It's drive ratio is 4.4:1. Wheel circumference of 1.91m (I am aiming around for 120kph top speed)

The controller can deliver +50% of the battery pack voltage to the motor so I'm hoping that's enough for the top speed.

I'm guessing the whole thing will weigh around 180kg + 90kg monkey.

I've had a look at some of the EV calc spreadsheets... Too complex for me... Is there a simpler one or can someone please enlighten me?

How far & how fast will it go?


----------



## mattW (Sep 14, 2007)

I'm guessing about an 18 mile (30km) range at 100Wh/mile (+ or - 20%) to 80% DoD and a top speed pretty close to your goal. I'm aiming at 100km/h with my 72V 300A pancake motor.


----------



## jimbo-m (Mar 10, 2009)

Thanks, I was hoping for around 20km @ 50% dod. should be close...


----------



## zig06 (Aug 3, 2008)

Sounds like a cool project, got any pictures that you can share?


----------



## jimbo-m (Mar 10, 2009)

Finally got some pics of it.

The copper isn't properly polished yet and also uninsulated. I'll probably use an epoxy resin to insulate it.

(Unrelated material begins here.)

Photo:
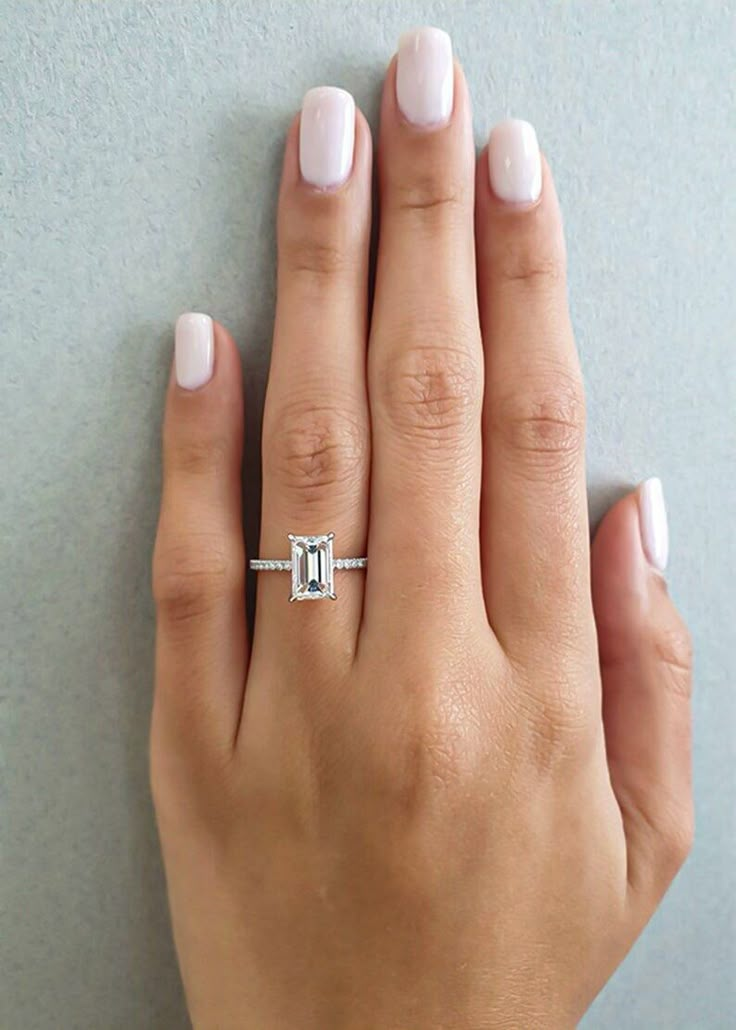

The motor doesn't have it's copper bits yet. I have not made an engine mount either... I am still saving for a MIG welder.


----------



## Grant_NZ (May 28, 2008)

cool looking bike, should try and join the hog club  Imagine the flak..

Hows the Morris Ute coming on?


----------



## jimbo-m (Mar 10, 2009)

Yeah, a wee range problem though as far as touring goes.

The ute is still needing restore work for now... gotta get it running and paperwork sorted.


----------